1. SEP 2016: histplot() and histc() upgrade
Contents
1.1. A bit of history
The discussion in the bug report #6306 and the SEP #110 aimed
- to split the computation of an histogram on one hand, and its display on the other hand.
- to become able to get the histogram's data that -- up to then -- were not available from histplot()
- to introduce a "normalized" way to compute the histogram heights.
It introduced in Scilab 5.4 a new histc() macro having the same syntaxes as histplot() for input data, and returning histogram's heights and memberships of input data in defined bins. See https://codereview.scilab.org/#/c/13155/: new histc() + histplot() output added.
However,
The normalization option has been badly designed, since several ways to normalize data can be defined, whereas a boolean can take only one active value.
By the way, these ways to compute the histogram do not normalize heights or area, in such a way that the name of this option is misleading.

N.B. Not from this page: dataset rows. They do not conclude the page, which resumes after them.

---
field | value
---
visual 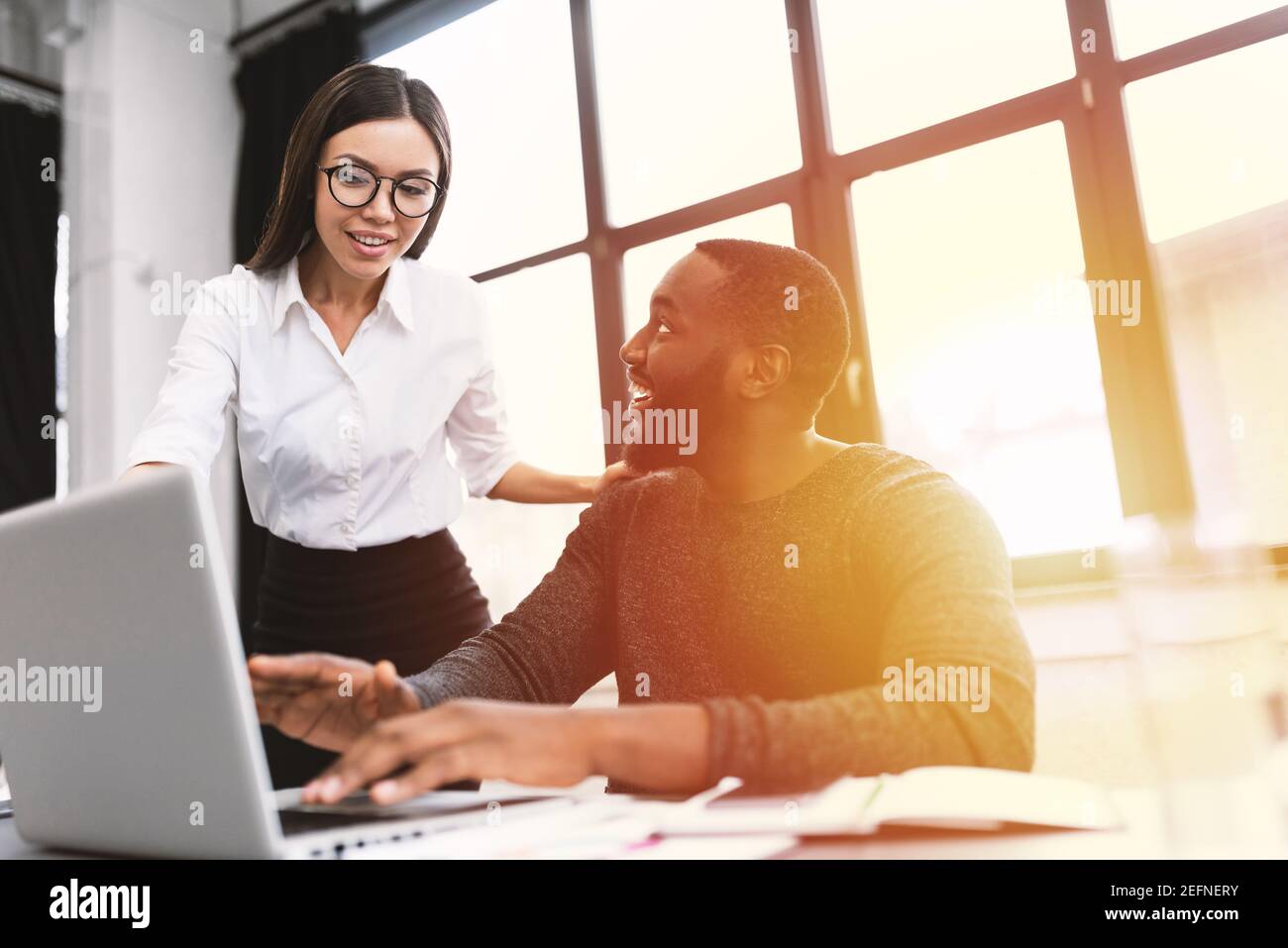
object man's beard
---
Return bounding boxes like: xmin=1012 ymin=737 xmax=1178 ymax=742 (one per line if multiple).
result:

It shall be changed.
In histplot(),
normalization has been appended to the very long list of input parameters, instead of being inserted after data -- as for histc() -- and before graphical options.
the default normalization value has been set to %T and then breaks back-compatibility for nothing.

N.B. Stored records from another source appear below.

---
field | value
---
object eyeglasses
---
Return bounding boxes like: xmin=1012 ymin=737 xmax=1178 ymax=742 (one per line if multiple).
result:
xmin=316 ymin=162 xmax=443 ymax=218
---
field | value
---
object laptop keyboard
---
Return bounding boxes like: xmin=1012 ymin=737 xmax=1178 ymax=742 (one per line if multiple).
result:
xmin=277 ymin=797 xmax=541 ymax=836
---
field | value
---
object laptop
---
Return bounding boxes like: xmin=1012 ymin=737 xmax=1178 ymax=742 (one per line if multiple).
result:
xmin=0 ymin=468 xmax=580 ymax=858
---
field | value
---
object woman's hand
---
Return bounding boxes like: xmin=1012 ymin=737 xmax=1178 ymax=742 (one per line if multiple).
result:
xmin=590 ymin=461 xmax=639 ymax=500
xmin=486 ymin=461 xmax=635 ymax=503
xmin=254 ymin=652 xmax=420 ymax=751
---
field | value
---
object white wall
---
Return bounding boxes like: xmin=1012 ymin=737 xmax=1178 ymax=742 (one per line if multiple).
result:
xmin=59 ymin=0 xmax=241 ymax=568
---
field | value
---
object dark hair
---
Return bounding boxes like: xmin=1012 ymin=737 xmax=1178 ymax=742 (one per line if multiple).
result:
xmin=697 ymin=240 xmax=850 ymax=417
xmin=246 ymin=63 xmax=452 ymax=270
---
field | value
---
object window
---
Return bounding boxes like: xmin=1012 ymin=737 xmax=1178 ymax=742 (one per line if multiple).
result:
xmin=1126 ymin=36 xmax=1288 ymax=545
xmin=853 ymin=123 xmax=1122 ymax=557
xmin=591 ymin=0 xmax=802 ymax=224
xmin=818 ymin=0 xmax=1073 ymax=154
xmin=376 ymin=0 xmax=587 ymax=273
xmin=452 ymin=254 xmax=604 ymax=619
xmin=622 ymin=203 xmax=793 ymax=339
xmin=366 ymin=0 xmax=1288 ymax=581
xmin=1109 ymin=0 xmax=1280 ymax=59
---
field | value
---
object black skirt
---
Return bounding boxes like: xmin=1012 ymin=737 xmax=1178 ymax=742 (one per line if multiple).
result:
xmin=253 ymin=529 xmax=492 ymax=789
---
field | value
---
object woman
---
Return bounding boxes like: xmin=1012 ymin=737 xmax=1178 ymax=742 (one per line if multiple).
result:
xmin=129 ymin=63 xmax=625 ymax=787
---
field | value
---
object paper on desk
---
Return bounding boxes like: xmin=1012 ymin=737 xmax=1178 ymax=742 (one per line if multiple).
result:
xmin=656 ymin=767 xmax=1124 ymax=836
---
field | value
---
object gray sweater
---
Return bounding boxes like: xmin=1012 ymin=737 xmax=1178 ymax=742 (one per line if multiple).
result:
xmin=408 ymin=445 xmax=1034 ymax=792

By chance, neither the normalization nor the polygon options implemented for histplot() were yet documented for it in Scilab 5.5.2.
Moreover, other features are still missing:
- Only one method to compute bins is available. Other methods could be implemented and called through their name as a string.
- A default method to compute bins is missing.
Neither histc() nor histplot() return bin's edges when these ones are computed.
With histc(), it is now possible to compute an histogram out of histplot(), but there is still no way to make histplot() just plotting it without recomputing it.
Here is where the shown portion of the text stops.